Extended blend group — A named group (e.g. activity_date) that you assign to dimensions so they are treated as one logical dimension during automatic data blending. Dimensions in the same group are semantically equivalent for the merge, so the planner can combine queries across tables that share that concept.

Snapshot measure — A measure that captures a value at a point in time (beginning or end of a period) rather than summing over the period. Used for stateful metrics: inventory, balances, membership counts. Not for transactional flows.

Compound measure — A measure whose expression references other measures or dimensions by name (e.g. [Total Revenue] - [Total Cost]). Resolved at query time; all referenced fields must be in the same datasource and universe.

Complex dimension — A dimension whose expression references other dimensions (e.g. CASE WHEN [Status Code] = 'A' THEN 'Active' ...). Only dimensions can be referenced; not measures. Same universe required.

Inclusion measure — A measure that temporarily includes extra dimensions in an intermediate aggregation to compute correct metrics (like medians or averages), then re-aggregates at the query grain and drops those dimensions in the final result. This solves the problem of computing accurate statistics when underlying data has uneven counts per group (e.g., computing daily median account view hours from per-title data in a streaming company). Industry analogs for this pattern: Tableau's INCLUDE Level of Detail, MicroStrategy level metrics. Looker does not support this pattern. See: Inclusions

Exclusion — Advanced control that removes dimensions from a measure's grouping or filtering behavior (each can be set independently).

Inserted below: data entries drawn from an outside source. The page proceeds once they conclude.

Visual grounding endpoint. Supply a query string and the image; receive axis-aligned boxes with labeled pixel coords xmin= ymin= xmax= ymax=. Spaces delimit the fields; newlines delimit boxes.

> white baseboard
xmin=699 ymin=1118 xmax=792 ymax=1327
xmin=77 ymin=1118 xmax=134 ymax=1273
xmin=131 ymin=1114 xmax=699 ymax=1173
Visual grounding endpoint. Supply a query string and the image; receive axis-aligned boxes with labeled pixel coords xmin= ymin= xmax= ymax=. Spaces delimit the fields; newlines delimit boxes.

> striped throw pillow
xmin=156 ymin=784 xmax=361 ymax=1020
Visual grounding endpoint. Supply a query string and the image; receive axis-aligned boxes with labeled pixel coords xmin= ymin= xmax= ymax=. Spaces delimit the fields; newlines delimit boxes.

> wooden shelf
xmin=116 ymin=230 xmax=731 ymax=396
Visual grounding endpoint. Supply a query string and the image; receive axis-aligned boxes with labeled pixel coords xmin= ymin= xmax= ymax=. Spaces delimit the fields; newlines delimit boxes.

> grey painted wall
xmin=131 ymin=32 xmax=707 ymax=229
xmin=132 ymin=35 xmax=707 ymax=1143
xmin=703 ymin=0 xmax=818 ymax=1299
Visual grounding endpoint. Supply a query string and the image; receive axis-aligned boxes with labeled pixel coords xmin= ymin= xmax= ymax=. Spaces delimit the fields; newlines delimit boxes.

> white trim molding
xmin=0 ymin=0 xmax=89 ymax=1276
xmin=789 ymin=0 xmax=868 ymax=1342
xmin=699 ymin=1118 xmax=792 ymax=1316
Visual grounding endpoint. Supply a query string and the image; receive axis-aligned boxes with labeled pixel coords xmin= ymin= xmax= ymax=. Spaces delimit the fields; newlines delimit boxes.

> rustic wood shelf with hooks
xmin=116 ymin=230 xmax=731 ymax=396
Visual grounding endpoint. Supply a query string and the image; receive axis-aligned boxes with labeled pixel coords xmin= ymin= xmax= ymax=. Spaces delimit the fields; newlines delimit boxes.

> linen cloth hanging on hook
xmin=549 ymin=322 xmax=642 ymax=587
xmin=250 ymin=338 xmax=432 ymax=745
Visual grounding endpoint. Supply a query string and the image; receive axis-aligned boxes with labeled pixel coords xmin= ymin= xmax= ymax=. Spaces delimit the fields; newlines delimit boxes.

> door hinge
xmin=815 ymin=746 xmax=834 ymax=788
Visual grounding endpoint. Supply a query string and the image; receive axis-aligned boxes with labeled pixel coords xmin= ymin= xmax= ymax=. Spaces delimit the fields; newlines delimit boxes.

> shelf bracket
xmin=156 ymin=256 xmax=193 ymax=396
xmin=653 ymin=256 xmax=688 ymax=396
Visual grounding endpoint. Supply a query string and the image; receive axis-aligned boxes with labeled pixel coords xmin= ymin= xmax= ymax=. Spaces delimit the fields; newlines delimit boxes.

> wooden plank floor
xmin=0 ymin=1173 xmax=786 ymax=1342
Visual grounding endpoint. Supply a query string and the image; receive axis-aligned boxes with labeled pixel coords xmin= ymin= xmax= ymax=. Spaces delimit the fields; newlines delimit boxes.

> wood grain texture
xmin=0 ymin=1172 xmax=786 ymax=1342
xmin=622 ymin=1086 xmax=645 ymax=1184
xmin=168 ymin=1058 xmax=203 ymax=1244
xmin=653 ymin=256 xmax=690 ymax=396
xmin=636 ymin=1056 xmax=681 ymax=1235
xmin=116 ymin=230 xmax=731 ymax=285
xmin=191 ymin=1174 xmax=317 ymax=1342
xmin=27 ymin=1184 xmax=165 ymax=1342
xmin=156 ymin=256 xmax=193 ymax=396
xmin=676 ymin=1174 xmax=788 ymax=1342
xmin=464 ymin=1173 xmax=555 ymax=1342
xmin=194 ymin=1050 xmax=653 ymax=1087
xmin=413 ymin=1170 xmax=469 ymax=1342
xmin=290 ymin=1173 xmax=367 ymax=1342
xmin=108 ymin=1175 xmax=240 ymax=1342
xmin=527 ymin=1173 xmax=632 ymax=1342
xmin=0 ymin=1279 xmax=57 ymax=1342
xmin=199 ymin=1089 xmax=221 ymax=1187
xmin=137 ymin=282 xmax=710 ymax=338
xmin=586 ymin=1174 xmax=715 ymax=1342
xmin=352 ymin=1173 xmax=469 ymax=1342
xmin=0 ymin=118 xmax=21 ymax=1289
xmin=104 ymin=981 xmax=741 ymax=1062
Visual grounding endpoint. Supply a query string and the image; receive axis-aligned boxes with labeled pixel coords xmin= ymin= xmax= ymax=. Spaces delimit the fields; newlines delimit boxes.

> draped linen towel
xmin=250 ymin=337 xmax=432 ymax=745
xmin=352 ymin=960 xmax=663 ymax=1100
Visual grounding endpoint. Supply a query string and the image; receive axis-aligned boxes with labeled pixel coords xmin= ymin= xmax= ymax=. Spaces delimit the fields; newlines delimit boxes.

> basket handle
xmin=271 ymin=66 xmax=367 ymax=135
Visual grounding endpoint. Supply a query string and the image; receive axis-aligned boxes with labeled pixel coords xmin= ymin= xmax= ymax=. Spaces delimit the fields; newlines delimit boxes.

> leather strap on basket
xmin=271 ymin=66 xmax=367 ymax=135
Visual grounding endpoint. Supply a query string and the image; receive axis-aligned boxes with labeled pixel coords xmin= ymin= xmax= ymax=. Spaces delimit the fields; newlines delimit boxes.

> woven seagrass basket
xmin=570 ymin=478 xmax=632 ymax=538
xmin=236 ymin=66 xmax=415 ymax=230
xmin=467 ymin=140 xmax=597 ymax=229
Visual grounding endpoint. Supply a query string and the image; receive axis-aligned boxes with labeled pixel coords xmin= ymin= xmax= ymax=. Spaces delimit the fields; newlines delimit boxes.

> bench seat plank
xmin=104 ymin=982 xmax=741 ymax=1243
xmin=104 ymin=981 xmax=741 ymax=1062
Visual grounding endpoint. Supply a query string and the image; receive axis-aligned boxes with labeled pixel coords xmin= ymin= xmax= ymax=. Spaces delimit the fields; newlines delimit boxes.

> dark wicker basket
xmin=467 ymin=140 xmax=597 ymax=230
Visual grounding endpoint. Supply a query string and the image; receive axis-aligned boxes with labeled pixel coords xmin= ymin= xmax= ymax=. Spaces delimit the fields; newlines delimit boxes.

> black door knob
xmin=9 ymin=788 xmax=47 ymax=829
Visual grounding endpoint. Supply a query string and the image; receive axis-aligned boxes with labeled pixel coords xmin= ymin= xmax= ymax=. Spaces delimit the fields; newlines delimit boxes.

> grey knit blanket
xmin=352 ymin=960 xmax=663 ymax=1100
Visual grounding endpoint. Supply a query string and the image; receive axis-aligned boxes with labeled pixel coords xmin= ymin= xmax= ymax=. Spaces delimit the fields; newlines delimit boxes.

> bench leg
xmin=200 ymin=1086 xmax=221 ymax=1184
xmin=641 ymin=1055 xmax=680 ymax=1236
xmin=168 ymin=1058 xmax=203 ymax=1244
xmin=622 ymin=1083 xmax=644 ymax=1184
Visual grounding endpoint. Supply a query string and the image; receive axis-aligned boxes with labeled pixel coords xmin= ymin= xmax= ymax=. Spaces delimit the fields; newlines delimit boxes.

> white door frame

Used for "% of total" measures and other cases where you want a measure to ignore certain dimensions' grouping or filters. Industry analogs: Tableau's EXCLUDE Level of Detail , Power BI DAX filter-context functions (e.g. REMOVEFILTERS, ALLEXCEPT). See: Exclusions


When to Use What

Snapshot measure vs normal aggregation

  • Use a snapshot measure when the metric is stateful: inventory on hand, account balance, headcount. Summing across days is meaningless; you want the value at the boundary of the period (beginning or ending).
  • Use a normal measure (e.g. sum(amount)) for flows: revenue, transactions, units sold. These are additive over time.

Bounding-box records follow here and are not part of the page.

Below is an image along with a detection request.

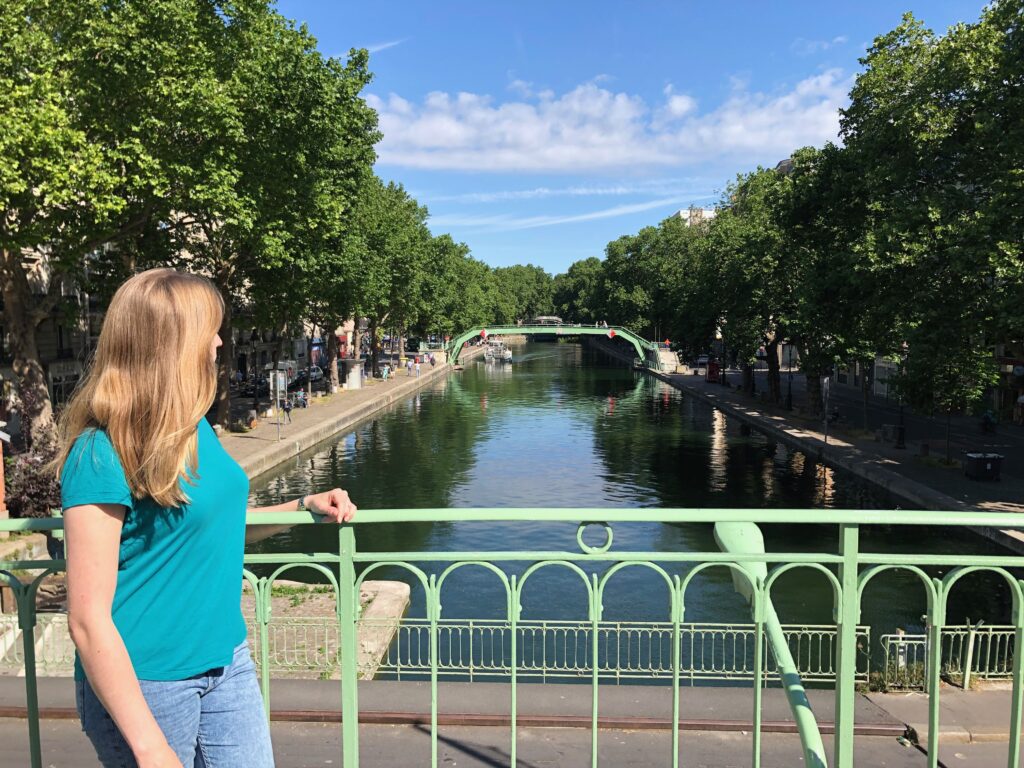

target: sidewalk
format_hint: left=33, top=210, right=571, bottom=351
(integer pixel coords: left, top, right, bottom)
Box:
left=864, top=687, right=1011, bottom=744
left=6, top=678, right=1010, bottom=768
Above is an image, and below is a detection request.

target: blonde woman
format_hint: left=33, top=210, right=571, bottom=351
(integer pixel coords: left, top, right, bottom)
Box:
left=57, top=269, right=355, bottom=768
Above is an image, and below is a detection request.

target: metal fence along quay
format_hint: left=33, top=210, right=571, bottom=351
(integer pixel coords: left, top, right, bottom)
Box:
left=0, top=508, right=1024, bottom=768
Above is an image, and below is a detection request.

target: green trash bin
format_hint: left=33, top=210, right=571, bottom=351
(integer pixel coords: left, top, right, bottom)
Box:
left=964, top=452, right=1004, bottom=480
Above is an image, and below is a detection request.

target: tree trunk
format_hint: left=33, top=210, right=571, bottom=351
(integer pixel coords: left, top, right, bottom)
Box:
left=805, top=374, right=821, bottom=416
left=946, top=410, right=953, bottom=464
left=860, top=365, right=871, bottom=432
left=0, top=259, right=53, bottom=447
left=306, top=326, right=316, bottom=402
left=214, top=269, right=234, bottom=429
left=367, top=319, right=378, bottom=376
left=324, top=322, right=341, bottom=392
left=765, top=338, right=782, bottom=406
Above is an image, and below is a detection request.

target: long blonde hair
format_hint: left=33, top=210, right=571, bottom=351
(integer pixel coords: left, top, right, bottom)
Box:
left=54, top=269, right=224, bottom=507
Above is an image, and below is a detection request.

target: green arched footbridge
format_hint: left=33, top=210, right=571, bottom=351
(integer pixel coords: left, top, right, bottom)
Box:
left=449, top=324, right=657, bottom=365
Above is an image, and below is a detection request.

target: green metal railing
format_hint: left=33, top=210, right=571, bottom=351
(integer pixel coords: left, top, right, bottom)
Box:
left=0, top=509, right=1024, bottom=768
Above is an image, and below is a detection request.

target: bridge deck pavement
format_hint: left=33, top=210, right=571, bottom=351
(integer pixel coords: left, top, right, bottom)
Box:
left=0, top=719, right=937, bottom=768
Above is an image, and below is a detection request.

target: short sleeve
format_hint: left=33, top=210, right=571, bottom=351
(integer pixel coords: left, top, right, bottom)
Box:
left=60, top=429, right=133, bottom=509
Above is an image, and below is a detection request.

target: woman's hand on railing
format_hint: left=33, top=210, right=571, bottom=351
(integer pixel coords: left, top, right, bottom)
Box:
left=306, top=488, right=357, bottom=522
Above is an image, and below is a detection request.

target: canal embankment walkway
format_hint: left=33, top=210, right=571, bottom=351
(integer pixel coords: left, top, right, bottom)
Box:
left=220, top=347, right=483, bottom=478
left=651, top=372, right=1024, bottom=553
left=0, top=678, right=1010, bottom=768
left=590, top=338, right=1024, bottom=540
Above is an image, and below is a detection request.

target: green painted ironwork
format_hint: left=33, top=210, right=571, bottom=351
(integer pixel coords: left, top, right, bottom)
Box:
left=449, top=324, right=657, bottom=365
left=715, top=522, right=840, bottom=768
left=6, top=509, right=1024, bottom=768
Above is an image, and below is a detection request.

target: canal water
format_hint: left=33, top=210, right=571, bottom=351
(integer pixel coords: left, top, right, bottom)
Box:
left=251, top=343, right=1010, bottom=675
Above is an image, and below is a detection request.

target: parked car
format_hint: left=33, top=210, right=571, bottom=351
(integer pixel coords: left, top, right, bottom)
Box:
left=242, top=376, right=270, bottom=397
left=288, top=366, right=324, bottom=392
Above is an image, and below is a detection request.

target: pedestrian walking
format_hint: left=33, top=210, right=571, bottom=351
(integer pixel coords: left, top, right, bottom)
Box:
left=51, top=269, right=355, bottom=768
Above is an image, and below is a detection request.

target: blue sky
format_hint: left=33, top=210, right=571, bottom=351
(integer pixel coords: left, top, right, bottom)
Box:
left=279, top=0, right=982, bottom=273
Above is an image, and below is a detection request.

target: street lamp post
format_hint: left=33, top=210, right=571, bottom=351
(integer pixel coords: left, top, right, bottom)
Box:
left=893, top=342, right=906, bottom=449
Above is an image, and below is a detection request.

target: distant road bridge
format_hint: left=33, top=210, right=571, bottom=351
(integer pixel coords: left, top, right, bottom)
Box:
left=450, top=323, right=675, bottom=368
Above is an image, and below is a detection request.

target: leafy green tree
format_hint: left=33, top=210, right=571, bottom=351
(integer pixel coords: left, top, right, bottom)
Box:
left=552, top=256, right=607, bottom=324
left=495, top=264, right=554, bottom=325
left=354, top=176, right=430, bottom=373
left=842, top=9, right=1021, bottom=421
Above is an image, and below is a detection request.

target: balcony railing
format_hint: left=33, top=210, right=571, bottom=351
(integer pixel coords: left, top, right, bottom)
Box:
left=6, top=509, right=1024, bottom=768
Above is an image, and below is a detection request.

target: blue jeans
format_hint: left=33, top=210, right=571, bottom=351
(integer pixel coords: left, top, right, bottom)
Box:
left=75, top=643, right=273, bottom=768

Extended blend groups vs remodeling tables

  • Use extended blend groups when the same logical dimension (e.g. "activity date") exists in multiple tables with different column names or grains, and you want one query to group or filter by that concept across those tables. No need to change table structure.
  • Remodel or pre-aggregate when you need a different grain or a dedicated bridge table to fix cardinality; blend groups do not replace proper relationships or grain alignment.

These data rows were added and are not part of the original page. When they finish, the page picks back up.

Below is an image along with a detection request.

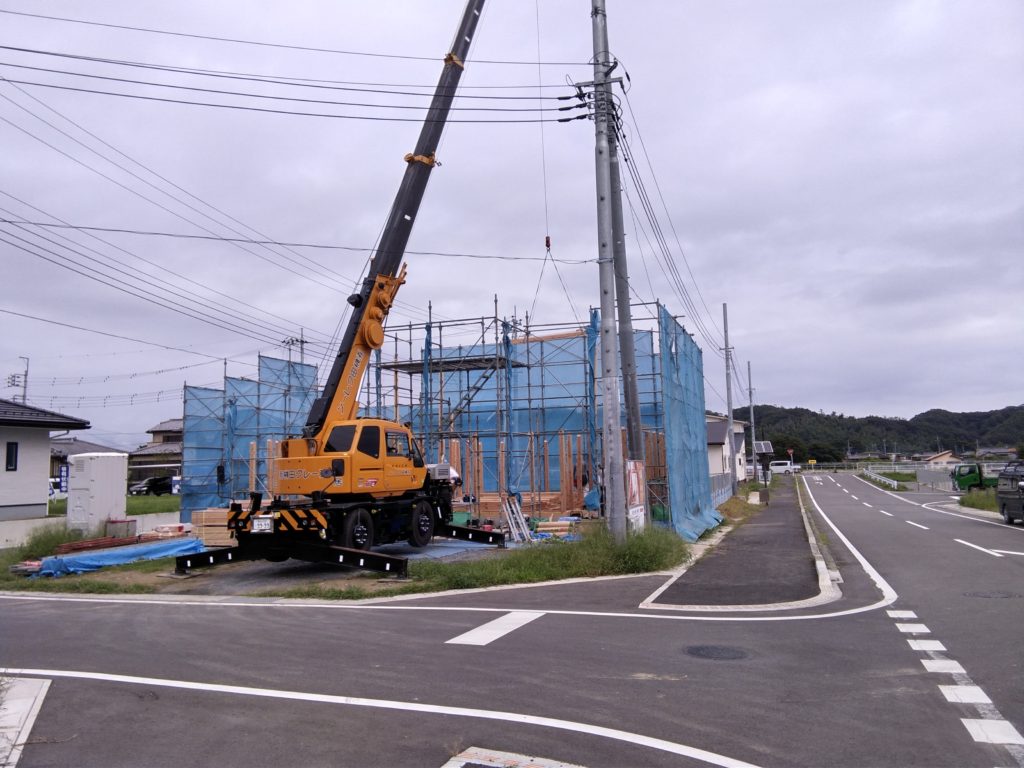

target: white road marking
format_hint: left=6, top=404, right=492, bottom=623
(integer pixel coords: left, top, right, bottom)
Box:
left=896, top=624, right=932, bottom=635
left=939, top=685, right=992, bottom=703
left=886, top=610, right=918, bottom=618
left=0, top=668, right=754, bottom=768
left=0, top=677, right=50, bottom=768
left=447, top=610, right=544, bottom=645
left=961, top=718, right=1024, bottom=744
left=953, top=539, right=1002, bottom=557
left=907, top=638, right=946, bottom=650
left=441, top=746, right=584, bottom=768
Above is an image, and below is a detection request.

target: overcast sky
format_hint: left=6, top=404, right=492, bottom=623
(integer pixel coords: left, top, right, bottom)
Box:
left=0, top=0, right=1024, bottom=447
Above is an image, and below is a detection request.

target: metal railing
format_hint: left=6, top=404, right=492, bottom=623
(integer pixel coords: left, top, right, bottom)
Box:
left=862, top=469, right=899, bottom=490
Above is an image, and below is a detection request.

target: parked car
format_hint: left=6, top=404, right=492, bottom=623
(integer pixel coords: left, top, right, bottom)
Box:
left=128, top=477, right=171, bottom=496
left=995, top=462, right=1024, bottom=525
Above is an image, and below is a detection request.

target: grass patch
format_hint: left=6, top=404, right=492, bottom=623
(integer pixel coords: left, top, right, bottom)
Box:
left=718, top=486, right=761, bottom=525
left=961, top=488, right=999, bottom=512
left=259, top=527, right=689, bottom=600
left=857, top=472, right=916, bottom=490
left=0, top=525, right=161, bottom=594
left=46, top=494, right=181, bottom=517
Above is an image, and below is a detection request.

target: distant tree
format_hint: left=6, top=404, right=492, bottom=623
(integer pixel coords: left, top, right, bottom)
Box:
left=807, top=442, right=843, bottom=464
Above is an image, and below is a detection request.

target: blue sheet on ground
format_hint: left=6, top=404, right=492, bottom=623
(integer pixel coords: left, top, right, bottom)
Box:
left=38, top=538, right=204, bottom=577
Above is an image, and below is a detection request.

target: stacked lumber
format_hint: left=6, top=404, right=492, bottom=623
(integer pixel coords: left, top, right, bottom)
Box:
left=537, top=519, right=575, bottom=538
left=193, top=507, right=234, bottom=547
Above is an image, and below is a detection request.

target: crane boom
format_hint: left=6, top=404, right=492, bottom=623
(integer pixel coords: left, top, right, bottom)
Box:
left=303, top=0, right=483, bottom=437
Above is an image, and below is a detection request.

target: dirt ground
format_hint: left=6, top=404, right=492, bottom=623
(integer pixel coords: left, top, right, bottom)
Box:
left=73, top=548, right=510, bottom=596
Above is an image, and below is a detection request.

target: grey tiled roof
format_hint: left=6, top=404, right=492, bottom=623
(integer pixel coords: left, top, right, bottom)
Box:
left=50, top=437, right=122, bottom=457
left=129, top=442, right=181, bottom=457
left=0, top=399, right=89, bottom=429
left=145, top=419, right=184, bottom=434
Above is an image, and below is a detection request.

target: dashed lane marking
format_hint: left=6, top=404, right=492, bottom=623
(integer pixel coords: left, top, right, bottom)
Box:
left=939, top=685, right=992, bottom=703
left=953, top=539, right=1002, bottom=557
left=886, top=610, right=918, bottom=618
left=907, top=639, right=946, bottom=650
left=447, top=610, right=544, bottom=645
left=896, top=624, right=932, bottom=635
left=961, top=718, right=1024, bottom=745
left=441, top=746, right=583, bottom=768
left=0, top=668, right=755, bottom=768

Inclusion, exclusion, or separate measure?

  • Use an inclusion when you need multi-level aggregation: aggregate at an intermediate grain (e.g., sum per account), then compute a statistic over those results (e.g., median across accounts). Essential for correct medians, averages, and percentiles when underlying data has uneven counts per group.
  • Use an exclusion when one measure should behave differently depending on which dimensions are in the query (e.g., "revenue ignoring category" for a %-of-total denominator, or "revenue only by product"). Exclusions control how dimensions affect grouping and filtering.
  • Define a separate measure when the formula or aggregation is genuinely different (e.g., a distinct metric with its own name and definition). Inclusions and exclusions tune aggregation behavior of the same underlying expression; they do not change the core formula.

Validating your model

As you build the model, use the Strata UI to build queries and inspect the generated SQL (CTEs, joins, grouping). If the SQL or results don’t match what you expect, check relationships, grains, extended blend groups, and exclusion/inclusion settings against the docs.